The ninjia I used was the precompiled NINJA-0.95-cluster_only/Ninja_new which I made a soft link as Ninjia.

@lczqd Please see the previous comments about this exact problem: #74 (comment). The precompiled programs have never been updated and were only included by accident; in the latest release https://github.com/TravisWheelerLab/NINJA/releases/tag/0.98-cluster_only these have been removed to avoid the confusion in the future.

Thanks. That was what I did. I compiled ninja from source code and the problem was solved.
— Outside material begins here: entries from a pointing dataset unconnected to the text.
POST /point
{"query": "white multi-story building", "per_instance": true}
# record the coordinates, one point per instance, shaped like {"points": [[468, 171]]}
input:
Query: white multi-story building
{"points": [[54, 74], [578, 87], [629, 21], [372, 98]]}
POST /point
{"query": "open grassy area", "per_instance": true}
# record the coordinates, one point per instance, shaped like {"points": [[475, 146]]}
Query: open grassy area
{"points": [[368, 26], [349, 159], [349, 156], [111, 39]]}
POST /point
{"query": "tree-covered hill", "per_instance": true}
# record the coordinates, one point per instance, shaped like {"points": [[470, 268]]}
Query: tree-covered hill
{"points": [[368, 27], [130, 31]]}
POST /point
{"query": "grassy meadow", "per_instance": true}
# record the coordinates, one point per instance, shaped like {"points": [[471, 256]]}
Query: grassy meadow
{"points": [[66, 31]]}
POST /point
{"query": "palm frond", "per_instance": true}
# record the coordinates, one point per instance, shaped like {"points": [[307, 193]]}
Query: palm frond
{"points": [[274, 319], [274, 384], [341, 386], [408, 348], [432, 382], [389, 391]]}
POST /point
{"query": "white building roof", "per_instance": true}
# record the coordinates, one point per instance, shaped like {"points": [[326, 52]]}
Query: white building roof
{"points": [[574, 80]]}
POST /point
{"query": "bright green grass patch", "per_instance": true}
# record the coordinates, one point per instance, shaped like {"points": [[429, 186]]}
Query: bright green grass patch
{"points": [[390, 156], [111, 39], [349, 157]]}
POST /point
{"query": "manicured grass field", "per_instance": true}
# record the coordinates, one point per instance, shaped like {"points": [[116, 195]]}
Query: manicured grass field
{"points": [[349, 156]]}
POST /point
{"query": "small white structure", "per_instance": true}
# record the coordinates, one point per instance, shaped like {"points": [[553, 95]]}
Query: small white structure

lczqd commented 3 years ago

clusters.dat Im having the same issue, the pipeline is failing in lustering...LTRPipeline::runNinja : tmpdir = /mnt/e70c0819-464b-4569-bbb6-cbc208b1daa1/cris/work/eutypa_lata/repeatmodeler/RM_1378244.ThuAug191026162021/LTR_1415401.FriAug200351142021/NINJA_1415401.FriAug200354262021 LTRPipeline::runNinja : Running analysis /mnt/e70c0819-464b-4569-bbb6-cbc208b1daa1/cris/miniconda3/envs/repeatmodeler/bin/Ninja --in /mnt/e70c0819-464b-4569-bbb6-cbc208b1daa1/cris/work/eutypa_lata/repeatmodeler/RM_1378244.ThuAug191026162021/LTR_1415401.FriAug200351142021/mafft-alignment.fa --out /mnt/e70c0819-464b-4569-bbb6-cbc208b1daa1/cris/work/eutypa_lata/repeatmodeler/RM_1378244.ThuAug191026162021/LTR_1415401.FriAug200351142021/NINJA_1415401.FriAug200354262021/cluster.dat --out_type c --corr_type m --cluster_cutoff 0.2 --threads 70 > /mnt/e70c0819-464b-4569-bbb6-cbc208b1daa1/cris/work/eutypa_lata/repeatmodeler/RM_1378244.ThuAug191026162021/LTR_1415401.FriAug200351142021/NINJA_1415401.FriAug200354262021/Ninja.log 2>&1 LTRPipeline: Error - could not cluster MAFFT results. : 00:00:00 (hh:mm:ss) Elapsed Time LTRPipeline : Error - could not open /mnt/e70c0819-464b-4569-bbb6-cbc208b1daa1/cris/work/eutypa_lata/repeatmodeler/RM_1378244.ThuAug191026162021/LTR_1415401.FriAug200351142021/clusters.dat! at /mnt/e70c0819-464b-4569-bbb6-cbc208b1daa1/cris/miniconda3/envs/repeatmodeler/share/RepeatModeler/LTRPipeline line 325. Any ideas? The Ninja file seems to be working ok.

Compile ninja from source code will solve the problem. The pre-compiled ninja is outdated.

deoliveira86 commented 1 year ago

Hello,

I am facing the same issue. I compiled Ninja from the source and still I am having a segmentation fault issue.

NINJA-0.95-cluster_only/NINJA/Ninja --in mafft-alignment.fa --out cluster.dat --out_type c --corr_type m --cluster_cutoff 0.2 --cluster_cutoff 0.2
Reading...
Segmentation fault

Any ideas how to solve this issue? Best, André

rmhubley commented 1 year ago

@deoliveira86 Could you share the failing mafft-alignment.fa file that is causing this failure?